In 2008, Bally acquired CoolSign, a multi-media management tool, from Planar. On the games side, in 2008 and 2009, Bally released a number of new gaming products, including its new Digital Tower Series, whose games feature dynamic, interactive and animated top-box displays. Additionally, in 2009 the company released its new "Jumbo" cabinets, which measure nearly eight feet high by over three feet wide. In late 2009, Bally displayed their new Pro Series V22/22 upright and Pro Series Slant Top slot featuring a 22" game display and a 26" top display. Bally engineered reduced power consumption in these new platforms. Bally also developed Ultimate Texas Hold'em in 2009.

In 2010, Bally sold the Rainbow Casino to Isle of Capri Casinos for $80 million.

On November 25, 2013, Bally acquired SHFL entertainment, a global gaming supplier operating in five primary categories: Utility products (including Deck Mate card shufflers and roulette chip sorters), proprietary table games, electronic table systems, electronic gaming machines (including video slot machines) and iGaming.

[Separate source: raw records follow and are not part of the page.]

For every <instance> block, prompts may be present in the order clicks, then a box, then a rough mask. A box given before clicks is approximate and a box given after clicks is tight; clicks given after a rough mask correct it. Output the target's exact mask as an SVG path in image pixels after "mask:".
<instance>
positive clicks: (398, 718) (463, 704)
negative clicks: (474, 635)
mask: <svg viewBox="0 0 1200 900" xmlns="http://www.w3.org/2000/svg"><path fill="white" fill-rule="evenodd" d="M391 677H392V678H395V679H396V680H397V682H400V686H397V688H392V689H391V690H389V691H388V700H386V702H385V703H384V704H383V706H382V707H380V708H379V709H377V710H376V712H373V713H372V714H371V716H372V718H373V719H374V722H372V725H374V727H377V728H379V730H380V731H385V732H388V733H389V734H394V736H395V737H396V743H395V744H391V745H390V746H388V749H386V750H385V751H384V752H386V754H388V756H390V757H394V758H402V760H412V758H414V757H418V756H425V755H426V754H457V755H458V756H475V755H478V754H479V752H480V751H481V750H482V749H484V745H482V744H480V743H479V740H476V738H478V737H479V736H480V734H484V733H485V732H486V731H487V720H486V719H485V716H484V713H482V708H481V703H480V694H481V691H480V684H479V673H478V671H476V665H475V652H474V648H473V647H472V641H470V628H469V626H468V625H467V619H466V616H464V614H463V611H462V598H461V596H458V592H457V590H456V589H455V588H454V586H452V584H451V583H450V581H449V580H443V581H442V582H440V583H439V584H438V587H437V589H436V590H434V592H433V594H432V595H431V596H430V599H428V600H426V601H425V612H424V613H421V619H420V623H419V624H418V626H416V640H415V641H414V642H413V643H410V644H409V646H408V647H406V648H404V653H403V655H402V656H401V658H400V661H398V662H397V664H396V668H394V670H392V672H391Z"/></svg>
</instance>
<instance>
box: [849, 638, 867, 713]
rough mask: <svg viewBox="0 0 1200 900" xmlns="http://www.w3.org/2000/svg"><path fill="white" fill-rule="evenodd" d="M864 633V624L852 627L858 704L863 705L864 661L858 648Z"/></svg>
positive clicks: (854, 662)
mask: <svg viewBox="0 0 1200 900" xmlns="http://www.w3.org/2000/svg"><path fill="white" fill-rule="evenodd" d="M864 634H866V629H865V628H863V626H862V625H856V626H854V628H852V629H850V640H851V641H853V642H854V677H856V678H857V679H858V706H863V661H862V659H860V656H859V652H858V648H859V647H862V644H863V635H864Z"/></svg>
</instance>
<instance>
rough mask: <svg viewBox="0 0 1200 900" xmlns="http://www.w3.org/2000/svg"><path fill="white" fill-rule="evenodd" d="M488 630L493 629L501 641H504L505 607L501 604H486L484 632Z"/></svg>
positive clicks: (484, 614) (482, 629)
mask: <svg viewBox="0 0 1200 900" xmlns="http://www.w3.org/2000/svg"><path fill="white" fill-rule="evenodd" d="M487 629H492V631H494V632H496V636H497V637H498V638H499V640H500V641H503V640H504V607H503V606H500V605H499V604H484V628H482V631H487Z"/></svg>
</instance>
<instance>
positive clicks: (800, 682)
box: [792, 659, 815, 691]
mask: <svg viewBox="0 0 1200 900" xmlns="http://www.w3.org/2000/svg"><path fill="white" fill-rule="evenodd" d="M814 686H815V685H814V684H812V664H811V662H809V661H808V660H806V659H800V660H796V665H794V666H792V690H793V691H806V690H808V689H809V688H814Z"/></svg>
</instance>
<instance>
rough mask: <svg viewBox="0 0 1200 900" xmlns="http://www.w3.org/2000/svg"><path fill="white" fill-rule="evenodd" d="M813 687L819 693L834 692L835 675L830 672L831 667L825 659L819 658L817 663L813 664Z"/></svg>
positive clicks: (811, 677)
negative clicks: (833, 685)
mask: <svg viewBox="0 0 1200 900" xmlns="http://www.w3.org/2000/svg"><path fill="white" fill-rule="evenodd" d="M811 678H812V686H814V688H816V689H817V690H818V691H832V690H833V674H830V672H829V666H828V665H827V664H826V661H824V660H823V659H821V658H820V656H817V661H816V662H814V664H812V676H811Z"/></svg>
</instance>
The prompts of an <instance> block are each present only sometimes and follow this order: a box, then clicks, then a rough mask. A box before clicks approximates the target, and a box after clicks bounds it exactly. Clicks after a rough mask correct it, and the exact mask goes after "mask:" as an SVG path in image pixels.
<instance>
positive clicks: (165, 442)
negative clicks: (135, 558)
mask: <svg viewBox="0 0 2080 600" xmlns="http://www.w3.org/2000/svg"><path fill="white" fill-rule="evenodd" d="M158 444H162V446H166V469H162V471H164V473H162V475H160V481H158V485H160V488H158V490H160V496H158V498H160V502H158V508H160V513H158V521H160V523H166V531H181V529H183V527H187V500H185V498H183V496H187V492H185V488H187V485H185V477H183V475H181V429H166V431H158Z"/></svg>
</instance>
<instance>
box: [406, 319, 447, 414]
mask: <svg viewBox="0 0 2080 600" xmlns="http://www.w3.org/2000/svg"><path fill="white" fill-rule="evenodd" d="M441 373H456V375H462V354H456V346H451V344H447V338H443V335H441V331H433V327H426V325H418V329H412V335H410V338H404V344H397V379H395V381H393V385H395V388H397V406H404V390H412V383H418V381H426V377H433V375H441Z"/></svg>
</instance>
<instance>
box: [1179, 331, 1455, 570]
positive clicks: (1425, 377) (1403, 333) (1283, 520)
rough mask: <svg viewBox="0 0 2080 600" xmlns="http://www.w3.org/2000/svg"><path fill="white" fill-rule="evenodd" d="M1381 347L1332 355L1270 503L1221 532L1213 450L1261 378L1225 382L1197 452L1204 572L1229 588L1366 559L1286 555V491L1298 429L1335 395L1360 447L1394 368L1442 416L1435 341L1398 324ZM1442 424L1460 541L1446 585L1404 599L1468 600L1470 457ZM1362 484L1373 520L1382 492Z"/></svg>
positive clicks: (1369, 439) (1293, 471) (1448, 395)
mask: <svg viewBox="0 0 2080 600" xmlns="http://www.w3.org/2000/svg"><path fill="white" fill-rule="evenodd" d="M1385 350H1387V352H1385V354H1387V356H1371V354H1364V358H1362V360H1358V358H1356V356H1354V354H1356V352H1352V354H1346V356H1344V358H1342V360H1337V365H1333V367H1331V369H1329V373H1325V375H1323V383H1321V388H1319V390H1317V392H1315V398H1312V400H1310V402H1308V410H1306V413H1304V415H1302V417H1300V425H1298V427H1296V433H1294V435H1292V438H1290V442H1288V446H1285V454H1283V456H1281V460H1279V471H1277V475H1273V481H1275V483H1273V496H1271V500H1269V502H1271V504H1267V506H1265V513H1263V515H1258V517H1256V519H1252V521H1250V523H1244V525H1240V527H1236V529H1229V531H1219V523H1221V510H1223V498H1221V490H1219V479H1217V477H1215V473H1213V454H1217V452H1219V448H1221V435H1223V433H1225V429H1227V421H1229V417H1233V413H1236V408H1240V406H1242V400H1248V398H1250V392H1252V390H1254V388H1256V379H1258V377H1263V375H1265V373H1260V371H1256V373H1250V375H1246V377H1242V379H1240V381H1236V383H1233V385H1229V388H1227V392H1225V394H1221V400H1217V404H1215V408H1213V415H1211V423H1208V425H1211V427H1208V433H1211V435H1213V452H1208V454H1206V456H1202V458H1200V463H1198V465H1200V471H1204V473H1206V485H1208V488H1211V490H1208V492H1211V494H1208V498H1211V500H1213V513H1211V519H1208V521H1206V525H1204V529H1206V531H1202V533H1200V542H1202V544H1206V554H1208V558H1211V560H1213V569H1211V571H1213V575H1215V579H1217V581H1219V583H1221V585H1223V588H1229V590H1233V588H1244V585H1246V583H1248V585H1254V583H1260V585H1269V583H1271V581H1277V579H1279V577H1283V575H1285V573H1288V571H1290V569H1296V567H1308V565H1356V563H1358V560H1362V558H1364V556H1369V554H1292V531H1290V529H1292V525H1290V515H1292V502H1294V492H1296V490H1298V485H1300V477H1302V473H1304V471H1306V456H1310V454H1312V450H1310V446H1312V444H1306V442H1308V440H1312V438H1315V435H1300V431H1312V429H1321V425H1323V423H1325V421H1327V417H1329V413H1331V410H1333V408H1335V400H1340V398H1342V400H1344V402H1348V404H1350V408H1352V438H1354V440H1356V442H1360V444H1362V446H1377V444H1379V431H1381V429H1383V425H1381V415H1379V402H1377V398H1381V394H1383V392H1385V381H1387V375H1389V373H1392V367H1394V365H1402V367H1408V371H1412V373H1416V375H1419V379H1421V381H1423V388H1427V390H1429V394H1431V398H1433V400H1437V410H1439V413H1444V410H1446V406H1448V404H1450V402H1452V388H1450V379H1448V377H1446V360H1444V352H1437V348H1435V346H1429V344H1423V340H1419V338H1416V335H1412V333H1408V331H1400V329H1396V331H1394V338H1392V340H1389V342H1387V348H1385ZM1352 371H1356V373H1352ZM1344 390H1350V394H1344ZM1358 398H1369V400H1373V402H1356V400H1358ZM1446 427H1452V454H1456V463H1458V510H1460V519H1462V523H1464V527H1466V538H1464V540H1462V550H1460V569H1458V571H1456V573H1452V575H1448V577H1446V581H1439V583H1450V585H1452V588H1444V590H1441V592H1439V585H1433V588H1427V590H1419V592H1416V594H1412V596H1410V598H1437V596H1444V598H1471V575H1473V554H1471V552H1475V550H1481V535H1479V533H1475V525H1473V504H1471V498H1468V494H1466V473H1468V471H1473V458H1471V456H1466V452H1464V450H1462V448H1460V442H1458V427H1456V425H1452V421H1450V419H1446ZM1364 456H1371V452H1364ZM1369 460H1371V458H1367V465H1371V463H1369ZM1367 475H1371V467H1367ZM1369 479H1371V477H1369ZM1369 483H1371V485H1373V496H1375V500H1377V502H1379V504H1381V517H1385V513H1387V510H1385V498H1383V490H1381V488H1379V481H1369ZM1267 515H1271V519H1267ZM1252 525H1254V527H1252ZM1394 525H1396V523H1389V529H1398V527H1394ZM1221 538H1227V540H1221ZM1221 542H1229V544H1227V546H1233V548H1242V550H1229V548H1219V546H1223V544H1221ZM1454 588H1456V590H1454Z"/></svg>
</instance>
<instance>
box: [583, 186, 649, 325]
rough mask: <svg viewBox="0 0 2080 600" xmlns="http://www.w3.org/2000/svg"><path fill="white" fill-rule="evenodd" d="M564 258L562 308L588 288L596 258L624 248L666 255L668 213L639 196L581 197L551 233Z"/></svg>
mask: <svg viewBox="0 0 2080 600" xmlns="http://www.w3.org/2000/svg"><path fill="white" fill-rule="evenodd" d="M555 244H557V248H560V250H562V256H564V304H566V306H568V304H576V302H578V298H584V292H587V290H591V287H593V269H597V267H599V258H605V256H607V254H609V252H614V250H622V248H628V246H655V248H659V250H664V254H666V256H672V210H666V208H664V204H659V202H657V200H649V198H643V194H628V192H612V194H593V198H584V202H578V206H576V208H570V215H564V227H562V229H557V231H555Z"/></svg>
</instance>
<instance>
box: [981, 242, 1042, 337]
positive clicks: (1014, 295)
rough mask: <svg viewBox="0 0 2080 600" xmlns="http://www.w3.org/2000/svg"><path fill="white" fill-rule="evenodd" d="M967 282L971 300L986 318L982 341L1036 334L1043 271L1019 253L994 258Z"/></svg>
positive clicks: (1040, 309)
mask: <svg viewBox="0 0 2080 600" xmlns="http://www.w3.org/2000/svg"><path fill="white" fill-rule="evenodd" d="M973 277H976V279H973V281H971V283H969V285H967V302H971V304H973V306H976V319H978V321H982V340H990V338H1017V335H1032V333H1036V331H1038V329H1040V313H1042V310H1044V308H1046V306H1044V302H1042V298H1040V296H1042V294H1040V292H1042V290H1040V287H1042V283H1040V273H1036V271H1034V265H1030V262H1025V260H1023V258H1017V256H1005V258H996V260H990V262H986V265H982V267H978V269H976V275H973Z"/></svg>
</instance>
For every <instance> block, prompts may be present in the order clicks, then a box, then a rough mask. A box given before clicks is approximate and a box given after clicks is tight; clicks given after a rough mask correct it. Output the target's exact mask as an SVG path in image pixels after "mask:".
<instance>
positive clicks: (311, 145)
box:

In 2014, Bally won four awards in the 'Slot Floor Technology Awards' as well as earning two spots in the annual ‘Top 20 Most Innovative Gaming Technology Products' awards.

In August 2014, Bally agreed to be acquired by Scientific Games (now Light & Wonder), maker of lottery and sports betting equipment, for $3.3 billion plus $1.8 billion in assumed debt. The acquisition was completed on November 21, 2014. Today, Bally constitutes one of the core brands of Light & Wonder.

==Today==
Bally Technologies is focused on the casino gaming industry, specifically slot machines. Acquisitions of such companies as Casino Marketplace, MindPlay and Advanced Casino Systems Corporation (ACSC) enabled Bally to grow. The company’s past acquisitions include the now-defunct firm Honeyframe Cashmaster of Telford, England, and Micro Clever Consulting (MCC) of Nice, France. Those two firms made casino-management software.